Yet those on the other side of the Channel who concerned themselves more with commerce and industry – and who were also less inclined to idealize China as a way of obliquely criticizing their own
government – discerned the reality of Chinese stagnation. In 1793 the 1st Earl Macartney led an expedition to the Qianlong Emperor, in a vain effort to persuade the Chinese to reopen their empire to trade. Though Macartney pointedly declined to kowtow, he brought with him ample tribute: a German-made planetarium, ‘the largest and most perfect glass lens that perhaps was ever fabricated’, as well as telescopes, theodolites, air-pumps, electrical machines and ‘an extensive apparatus for assisting to explain and illustrate the principles of science’. Yet the ancient Emperor (he was in his eighties) and his minions were unimpressed by these marvels of Western civilization:
it was presently discovered that the taste [for the sciences], if it ever existed, was now completely worn out … [All] were … lost and thrown away on the ignorant Chinese … who immediately after the departure of the embassador [
sic
] are said to have piled them up in lumber rooms of Yuen-min-yuen [the Old Summer Palace]. Not more successful were the various specimens of elegance and art displayed in the choicest examples of British manufactures.
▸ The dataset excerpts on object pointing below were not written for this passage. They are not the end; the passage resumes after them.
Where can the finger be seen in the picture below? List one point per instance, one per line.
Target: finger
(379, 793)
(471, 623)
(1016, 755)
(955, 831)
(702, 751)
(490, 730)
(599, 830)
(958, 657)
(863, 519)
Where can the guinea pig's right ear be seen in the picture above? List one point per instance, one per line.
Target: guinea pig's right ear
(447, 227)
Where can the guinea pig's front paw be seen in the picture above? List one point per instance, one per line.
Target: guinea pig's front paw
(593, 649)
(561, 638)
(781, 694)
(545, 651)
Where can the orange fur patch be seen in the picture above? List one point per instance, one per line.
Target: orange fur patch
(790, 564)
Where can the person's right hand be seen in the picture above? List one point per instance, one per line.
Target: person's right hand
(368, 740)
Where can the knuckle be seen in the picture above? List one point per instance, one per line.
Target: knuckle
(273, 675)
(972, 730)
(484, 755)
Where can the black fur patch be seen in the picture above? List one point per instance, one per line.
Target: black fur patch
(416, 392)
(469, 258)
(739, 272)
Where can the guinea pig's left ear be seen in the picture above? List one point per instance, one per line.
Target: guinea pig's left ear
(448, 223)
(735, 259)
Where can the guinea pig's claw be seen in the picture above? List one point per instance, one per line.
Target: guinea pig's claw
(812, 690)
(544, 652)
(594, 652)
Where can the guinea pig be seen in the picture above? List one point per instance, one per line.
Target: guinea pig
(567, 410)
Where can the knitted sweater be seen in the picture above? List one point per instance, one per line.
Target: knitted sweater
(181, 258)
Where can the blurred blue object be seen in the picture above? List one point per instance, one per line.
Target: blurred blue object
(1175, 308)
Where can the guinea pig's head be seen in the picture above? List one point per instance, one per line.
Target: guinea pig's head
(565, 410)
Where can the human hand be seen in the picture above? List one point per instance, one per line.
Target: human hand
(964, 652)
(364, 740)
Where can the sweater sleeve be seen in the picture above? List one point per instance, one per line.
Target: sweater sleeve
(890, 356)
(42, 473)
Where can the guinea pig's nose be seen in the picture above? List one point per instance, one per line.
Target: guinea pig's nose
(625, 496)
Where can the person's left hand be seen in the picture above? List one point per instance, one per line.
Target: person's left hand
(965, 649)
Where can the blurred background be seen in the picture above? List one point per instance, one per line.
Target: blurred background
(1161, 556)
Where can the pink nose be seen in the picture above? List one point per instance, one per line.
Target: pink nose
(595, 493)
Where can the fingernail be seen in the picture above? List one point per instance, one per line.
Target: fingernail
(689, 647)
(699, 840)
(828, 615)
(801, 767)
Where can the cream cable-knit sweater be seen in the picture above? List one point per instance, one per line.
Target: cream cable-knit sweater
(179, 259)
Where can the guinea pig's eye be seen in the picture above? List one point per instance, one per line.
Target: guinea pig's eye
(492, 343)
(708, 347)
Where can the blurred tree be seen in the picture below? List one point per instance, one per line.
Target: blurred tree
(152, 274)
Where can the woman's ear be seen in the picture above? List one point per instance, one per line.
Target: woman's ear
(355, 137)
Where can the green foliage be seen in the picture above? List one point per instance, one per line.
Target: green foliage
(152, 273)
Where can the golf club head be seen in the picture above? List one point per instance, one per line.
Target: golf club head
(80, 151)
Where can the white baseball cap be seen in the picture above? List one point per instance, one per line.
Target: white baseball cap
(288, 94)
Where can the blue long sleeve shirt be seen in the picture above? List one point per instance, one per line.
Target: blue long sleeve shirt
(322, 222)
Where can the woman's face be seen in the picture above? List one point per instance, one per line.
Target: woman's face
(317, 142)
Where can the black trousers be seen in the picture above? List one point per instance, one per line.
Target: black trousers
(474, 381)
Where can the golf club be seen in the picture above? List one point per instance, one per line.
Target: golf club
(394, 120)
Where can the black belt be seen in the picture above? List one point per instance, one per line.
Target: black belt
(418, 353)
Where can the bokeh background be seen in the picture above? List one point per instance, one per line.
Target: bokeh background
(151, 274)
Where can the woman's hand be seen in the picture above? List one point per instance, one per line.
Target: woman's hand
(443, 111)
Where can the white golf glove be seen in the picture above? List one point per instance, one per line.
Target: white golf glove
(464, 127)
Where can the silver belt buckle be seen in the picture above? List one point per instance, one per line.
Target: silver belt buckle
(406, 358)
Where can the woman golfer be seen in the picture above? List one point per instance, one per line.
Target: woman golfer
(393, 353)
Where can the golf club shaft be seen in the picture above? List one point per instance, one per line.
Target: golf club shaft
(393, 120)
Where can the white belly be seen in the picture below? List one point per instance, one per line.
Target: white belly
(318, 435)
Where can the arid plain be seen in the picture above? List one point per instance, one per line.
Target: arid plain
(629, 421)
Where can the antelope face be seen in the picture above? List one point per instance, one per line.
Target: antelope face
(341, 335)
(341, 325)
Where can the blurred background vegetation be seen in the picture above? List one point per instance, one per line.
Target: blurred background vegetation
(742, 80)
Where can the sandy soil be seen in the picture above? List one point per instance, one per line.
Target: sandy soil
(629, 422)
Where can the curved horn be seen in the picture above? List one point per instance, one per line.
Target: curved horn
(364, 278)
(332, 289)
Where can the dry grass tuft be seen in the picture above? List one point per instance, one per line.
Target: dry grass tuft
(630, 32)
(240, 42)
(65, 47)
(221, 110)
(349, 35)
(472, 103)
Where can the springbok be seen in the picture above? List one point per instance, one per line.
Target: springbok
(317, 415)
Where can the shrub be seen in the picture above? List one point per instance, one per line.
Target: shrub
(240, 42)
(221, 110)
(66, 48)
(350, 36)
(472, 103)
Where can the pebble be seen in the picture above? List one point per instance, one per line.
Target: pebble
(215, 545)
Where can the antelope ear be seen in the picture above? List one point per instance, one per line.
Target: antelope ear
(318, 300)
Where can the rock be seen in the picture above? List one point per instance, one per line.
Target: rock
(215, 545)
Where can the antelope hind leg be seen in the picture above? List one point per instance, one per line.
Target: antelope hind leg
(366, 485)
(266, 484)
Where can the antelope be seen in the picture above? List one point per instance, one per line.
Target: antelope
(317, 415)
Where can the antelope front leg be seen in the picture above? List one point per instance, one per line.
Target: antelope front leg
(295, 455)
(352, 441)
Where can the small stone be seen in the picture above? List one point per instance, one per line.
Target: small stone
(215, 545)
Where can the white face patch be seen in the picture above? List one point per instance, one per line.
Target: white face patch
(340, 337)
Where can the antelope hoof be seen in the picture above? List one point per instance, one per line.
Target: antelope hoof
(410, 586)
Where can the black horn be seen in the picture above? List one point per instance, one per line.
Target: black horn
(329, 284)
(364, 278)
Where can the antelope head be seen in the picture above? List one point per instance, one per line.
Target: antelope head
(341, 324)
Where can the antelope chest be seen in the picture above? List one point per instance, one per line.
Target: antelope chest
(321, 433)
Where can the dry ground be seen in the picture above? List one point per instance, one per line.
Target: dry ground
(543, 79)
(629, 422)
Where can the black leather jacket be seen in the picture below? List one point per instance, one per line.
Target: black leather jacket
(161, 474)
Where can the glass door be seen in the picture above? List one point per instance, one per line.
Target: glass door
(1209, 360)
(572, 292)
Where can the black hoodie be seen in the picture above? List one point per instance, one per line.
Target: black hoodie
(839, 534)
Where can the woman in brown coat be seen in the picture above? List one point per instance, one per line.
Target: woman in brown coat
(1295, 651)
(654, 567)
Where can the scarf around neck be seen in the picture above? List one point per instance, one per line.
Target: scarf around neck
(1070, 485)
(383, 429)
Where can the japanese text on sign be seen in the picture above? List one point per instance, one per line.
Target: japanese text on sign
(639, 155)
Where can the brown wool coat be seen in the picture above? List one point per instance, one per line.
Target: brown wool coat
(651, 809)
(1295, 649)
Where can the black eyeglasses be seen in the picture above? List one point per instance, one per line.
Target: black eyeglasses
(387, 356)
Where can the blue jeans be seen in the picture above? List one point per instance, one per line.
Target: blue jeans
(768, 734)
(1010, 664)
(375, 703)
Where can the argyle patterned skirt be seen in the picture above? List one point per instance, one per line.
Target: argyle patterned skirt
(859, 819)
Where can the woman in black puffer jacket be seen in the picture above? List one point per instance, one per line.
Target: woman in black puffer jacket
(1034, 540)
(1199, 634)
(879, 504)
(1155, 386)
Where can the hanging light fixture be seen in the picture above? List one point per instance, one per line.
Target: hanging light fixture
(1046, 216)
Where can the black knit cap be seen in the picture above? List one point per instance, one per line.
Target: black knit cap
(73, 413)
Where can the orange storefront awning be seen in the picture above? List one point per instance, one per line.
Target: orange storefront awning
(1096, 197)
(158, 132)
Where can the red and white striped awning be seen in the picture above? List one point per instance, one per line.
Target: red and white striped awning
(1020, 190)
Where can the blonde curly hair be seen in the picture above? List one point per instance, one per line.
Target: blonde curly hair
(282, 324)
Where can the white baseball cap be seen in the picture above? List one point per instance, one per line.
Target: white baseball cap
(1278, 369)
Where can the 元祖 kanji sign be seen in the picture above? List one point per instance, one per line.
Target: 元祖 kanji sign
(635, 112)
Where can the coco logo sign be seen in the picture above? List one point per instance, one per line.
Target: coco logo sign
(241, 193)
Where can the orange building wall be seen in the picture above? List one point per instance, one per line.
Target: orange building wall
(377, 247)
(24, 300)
The impression which the contemplation of such articles seemed to make on the minds of the courtiers was that alone of jealousy … Such conduct may probably be ascribed to a kind of state policy, which discourages the introduction of novelties …
The Emperor subsequently addressed a dismissive edict to King George III: ‘There is nothing we lack,’ he declared. ‘We have never set much store on strange or ingenious objects, nor do we need any more of your country’s manufactures.’